## Intro

1. Concept of attention was introduced in [Bahdanau paper](https://arxiv.org/abs/1409.0473). Idea was to improve Recurrent Neural networks used in the context of machine translation, so that we do not translate word-by-word, but rather have access to all sequence elements at each time step.
   ![sentence translation](img/sentence.png)
2. Moreover, attention is selective and attributes different weights to different words in the sequence. Using the context notation:
   $$
   c_i = \sum\limits_{j=1}^{T_x} \alpha_{ij} h_j
   $$
3. Transformer architecture was later introduced in ["Attention is all you need" paper](https://arxiv.org/pdf/1706.03762), removing the need for RNNs altogether by utilising the concept of self-attention.
   ![self attention](img/self_attention.png)
4. Self-attention essentially adds additional context information to each input. This context information is used by the model in order to adjust the relative impact of each word on the resulting output.
5. There are many types of self-attention mechanisms, the original one is named "scaled dot-product attention".

## Implementation Steps

### 1. Embedding

Let's consider a simple sentence:

In [164]:
sentence = 'Life is short, eat dessert first'

Let's pretend that our vocabulary consists *only* of the words in the sentence above. We construct it via:


In [165]:
dc = {s:i for i,s in enumerate(sorted(sentence.replace(',', '').split()))}
print(dc)

{'Life': 0, 'dessert': 1, 'eat': 2, 'first': 3, 'is': 4, 'short': 5}


Now we can use this dictionary to assign an index to each word:

In [166]:
import torch

sentence_int = torch.tensor([dc[s] for s in sentence.replace(',', '').split()])
print(sentence_int)

tensor([0, 4, 5, 2, 1, 3])


By now, we already have a vocabulary, `dc`, and a vector representation of the sentence, `sentence_int`. Let's use PyTorch's `Embedding` layer to construct an embedding for the sentence:

In [167]:
torch.manual_seed(123)
embed = torch.nn.Embedding(6, 16)
embedded_sentence = embed(sentence_int).detach()

print(embedded_sentence)
print(embedded_sentence.shape)

tensor([[ 0.3374, -0.1778, -0.3035, -0.5880,  0.3486,  0.6603, -0.2196, -0.3792,
          0.7671, -1.1925,  0.6984, -1.4097,  0.1794,  1.8951,  0.4954,  0.2692],
        [ 0.5146,  0.9938, -0.2587, -1.0826, -0.0444,  1.6236, -2.3229,  1.0878,
          0.6716,  0.6933, -0.9487, -0.0765, -0.1526,  0.1167,  0.4403, -1.4465],
        [ 0.2553, -0.5496,  1.0042,  0.8272, -0.3948,  0.4892, -0.2168, -1.7472,
         -1.6025, -1.0764,  0.9031, -0.7218, -0.5951, -0.7112,  0.6230, -1.3729],
        [-1.3250,  0.1784, -2.1338,  1.0524, -0.3885, -0.9343, -0.4991, -1.0867,
          0.8805,  1.5542,  0.6266, -0.1755,  0.0983, -0.0935,  0.2662, -0.5850],
        [-0.0770, -1.0205, -0.1690,  0.9178,  1.5810,  1.3010,  1.2753, -0.2010,
          0.4965, -1.5723,  0.9666, -1.1481, -1.1589,  0.3255, -0.6315, -2.8400],
        [ 0.8768,  1.6221, -1.4779,  1.1331, -1.2203,  1.3139,  1.0533,  0.1388,
          2.2473, -0.8036, -0.2808,  0.7697, -0.6596, -0.7979,  0.1838,  0.2293]])
torch.Size([6, 16])


### 2. Weight matrices

Self-attention relies on query, key, and value weight matrices.

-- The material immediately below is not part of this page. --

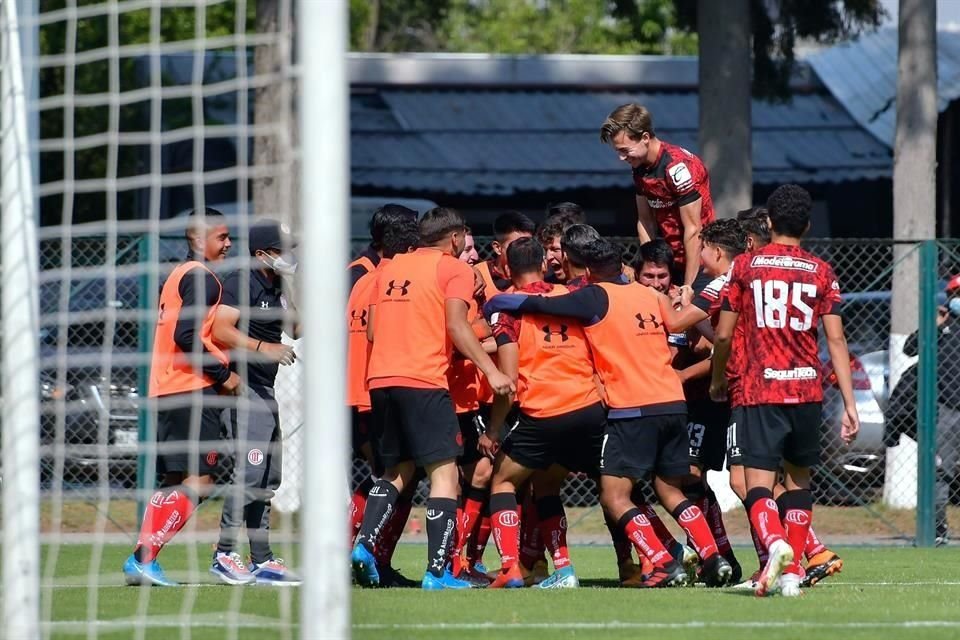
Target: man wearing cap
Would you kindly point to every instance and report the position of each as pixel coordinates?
(254, 302)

We'll denote them by $W_q$, $W_k$, and $W_v$, respectively.

Two important things to keep mind:
1. These are model parameters, therefore, are being **adjusted during training**.
2. They are multiplied with inputs in order to obtain query, key, and value sequences via:
   - Query sequence: $q^{(i)} = W_q x^{(i)}, \; i = \overline{0,T}$
   - Key sequence: $k^{(i)} = W_k x^{(i)}, \; i = \overline{0,T}$
   - Value sequence: $v^{(i)} = W_v x^{(i)}, \; i = \overline{0,T}$
     
   Here $T$ is the length of the input sequence.

A visual representation:

![attention matrices](img/attention-matrices.png)

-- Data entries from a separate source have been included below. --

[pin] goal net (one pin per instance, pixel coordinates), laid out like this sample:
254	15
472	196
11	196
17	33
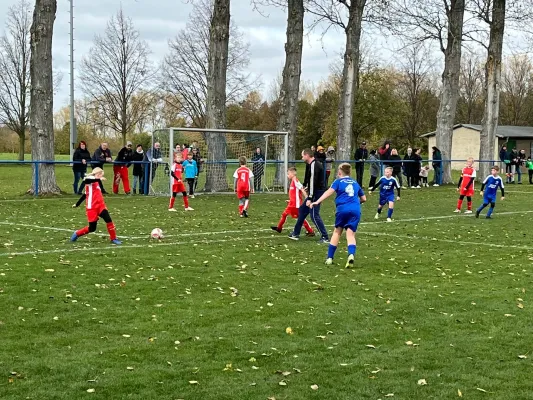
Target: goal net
217	152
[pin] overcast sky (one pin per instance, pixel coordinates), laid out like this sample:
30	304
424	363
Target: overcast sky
160	20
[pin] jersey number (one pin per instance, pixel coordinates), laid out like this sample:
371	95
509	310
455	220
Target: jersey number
349	190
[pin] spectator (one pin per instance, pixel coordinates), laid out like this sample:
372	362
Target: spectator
417	164
330	160
120	168
361	154
437	166
101	155
374	168
153	156
408	166
258	168
81	157
138	169
395	161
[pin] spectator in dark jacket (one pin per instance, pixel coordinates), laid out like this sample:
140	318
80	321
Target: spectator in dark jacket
437	166
81	158
361	155
138	169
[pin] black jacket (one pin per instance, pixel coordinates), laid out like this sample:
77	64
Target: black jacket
79	155
314	178
360	154
138	168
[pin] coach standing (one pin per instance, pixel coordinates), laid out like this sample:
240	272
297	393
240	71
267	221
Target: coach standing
314	183
361	154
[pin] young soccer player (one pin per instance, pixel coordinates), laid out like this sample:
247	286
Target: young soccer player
465	187
348	213
296	190
491	185
386	193
243	185
95	207
176	173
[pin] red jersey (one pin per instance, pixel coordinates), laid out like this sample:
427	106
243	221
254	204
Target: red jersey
469	176
295	194
177	170
243	175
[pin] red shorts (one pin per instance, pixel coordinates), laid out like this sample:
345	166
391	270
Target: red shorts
243	194
94	213
178	188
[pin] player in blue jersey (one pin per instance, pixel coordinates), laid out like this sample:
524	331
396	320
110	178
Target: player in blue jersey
348	202
491	185
386	193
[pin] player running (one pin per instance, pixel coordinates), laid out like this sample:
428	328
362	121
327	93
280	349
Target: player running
243	186
95	207
386	193
176	173
348	213
491	183
296	190
465	187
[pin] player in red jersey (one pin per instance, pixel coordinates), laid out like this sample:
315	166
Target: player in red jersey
243	185
176	173
466	186
296	190
95	207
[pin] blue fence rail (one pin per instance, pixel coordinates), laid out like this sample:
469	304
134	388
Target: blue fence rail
146	170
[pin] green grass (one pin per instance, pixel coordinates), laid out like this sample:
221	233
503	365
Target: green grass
452	285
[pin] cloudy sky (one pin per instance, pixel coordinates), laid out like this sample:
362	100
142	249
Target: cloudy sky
160	20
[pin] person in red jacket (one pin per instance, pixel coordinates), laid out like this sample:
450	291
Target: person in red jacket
95	207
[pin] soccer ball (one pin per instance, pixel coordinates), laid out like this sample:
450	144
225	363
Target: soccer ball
157	233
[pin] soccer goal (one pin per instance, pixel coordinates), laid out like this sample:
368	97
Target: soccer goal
219	151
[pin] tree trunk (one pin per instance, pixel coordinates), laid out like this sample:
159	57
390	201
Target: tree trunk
42	96
350	80
216	180
290	86
493	74
450	85
22	143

**Dimensions** of these are:
- $x^{(i)}$ have length $d$
- $W_q$ and $W_k$ are $d_k \times d$
- $W_v$ is $d_v \times d$
- $q^{(i)}$ and $q^{(i)}$ have lengths $d_k$
- $q^{(i)}$ has length $d_v$

**Note:** since we will be computing a product of query and key vectors $q^{(i)}$ and $k^{(i)}$, their dimensions are identical.

Now the code:

In [168]:
torch.manual_seed(123)

d = embedded_sentence.shape[1]

d_q, d_k, d_v = 24, 24, 28

W_query = torch.nn.Parameter(torch.rand(d_q, d))
W_key = torch.nn.Parameter(torch.rand(d_k, d))
W_value = torch.nn.Parameter(torch.rand(d_v, d))

Let's compute the sequences for the **second input element**. It will act as a **query element** for subsequent computations, that is why it's shaded:

![second_input](img/second_input_computation.png)

In [169]:
x_2 = embedded_sentence[1]
query_2 = W_query.matmul(x_2)
key_2 = W_key.matmul(x_2)
value_2 = W_value.matmul(x_2)

print(query_2.shape)
print(key_2.shape)
print(value_2.shape)

torch.Size([24])
torch.Size([24])
torch.Size([28])


We can generalize the computation of key and value matrices for all sequence elements:

In [170]:
keys = W_key.matmul(embedded_sentence.T).T
values = W_value.matmul(embedded_sentence.T).T

print("keys.shape:", keys.shape)
print("values.shape:", values.shape)

keys.shape: torch.Size([6, 24])
values.shape: torch.Size([6, 28])


### 3. Attention weights

Now we can compute **unnormalized attention weights** $\omega$. These are defined as a product of query and key vectors:
$$
\omega_{ij} = q^{(i)T} k^{(j)}
$$

![attention weights](img/attention-weights.png)

For instance, the computation of our query element and fifth key element is performed via:

In [171]:
omega_25 = query_2.dot(keys[4])
print(omega_25)

tensor(11.1466, grad_fn=<DotBackward0>)


In matrix form:

In [172]:
omega_2 = query_2.matmul(keys.T)
print(omega_2)

tensor([ 8.5808, -7.6597,  3.2558,  1.0395, 11.1466, -0.4800],
       grad_fn=<SqueezeBackward4>)


### 4. Attention scores

Now we need to normalize the unnormalized attention weights $\omega$. We will denote **normalized attention weights** by $\alpha_{ij}$.

Normalization is done in two steps:
1. Divide $\omega_{ij}$ by $\sqrt{d_k}$, so that the length of weight vectors is within a certain amount.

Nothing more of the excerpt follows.